大晦日。私は相変わらず老人ホームで働いていた。勤務中、後輩のNくんが「兼子さん、この後お時間ありませんか?」と訊いてきた。私はてっきり、彼が最近吸い始めた煙草について、一緒に紫煙をくゆらしながら語り合いたいのかと思った。「いいよ。でも、竹ノ塚で煙草を吸える喫茶店って少ないよね? 健康増進法と東京都の喫煙条例のためにほとんど吸えない。むしろ、酒場バーなら吸えるけど、大晦日にやっているかどうか……」私がそのような懸念を表明すると、彼はそのような世間的な諸事情はまるで顧慮に値しないとでも言うように、踵を返し、再び業務に戻っていった。頼もしいというよりも、どだい調査リサーチが足りない。私とNくんの典型的な行動である。見切発車で事を始める。進める。そうなると、その仕事は詰めが甘くなるし、実際そのとおりだが、時に力業でやり遂げることがある。

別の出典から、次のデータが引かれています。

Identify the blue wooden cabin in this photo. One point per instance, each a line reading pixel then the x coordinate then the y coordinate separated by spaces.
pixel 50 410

6時間後、私達は牛繁 竹ノ塚店に居た。「煙草を吸える店に行きたい」とのことだったが、そんな店はパブとかスナックとか以外に開いてなく、結局、普通のチェーンの焼肉屋に入ることになった。店を開けて、灯りを点けてくれるだけでも有難いことである。

店に入り、席に着くや否や、彼は「兼子さんにプレゼントがあるんです」と言って、無印良品の紙袋を取り出した。「ご自身で開けてみてください」袋の中には、ボールペンとノート、そして、ZIPPOのライターが入っていた。ボールペンは水性の細字。ノートは狭いスペースでも開きやすいリング綴じである。特筆すべきなのはZIPPOで、これはパイプ専用である。偶然と必然が上手く絡み合い、私の気難しいのぞみに上手く応えてくれた。そして、私達はNくんの御馳走の焼肉をガツガツ食べた。最近、彼も一人暮らしを始めた。一人、自分と向き合う時間が長いので、人と一緒に御飯を食べるのが堪らなく嬉しいそうだ。男性介護労働者一組のこんな大晦日があってもいい。Nくん、一人暮らしおめでとう。 誰にも譲ることができない、自分だけの希望のぞみを叶えられるといいね。

焼肉屋を出ると、私達はZIPPOのパイプライターで、紙巻に火を着けた。私は喫煙という行為に、孤独と貧困に負けない若者の意志を感じた。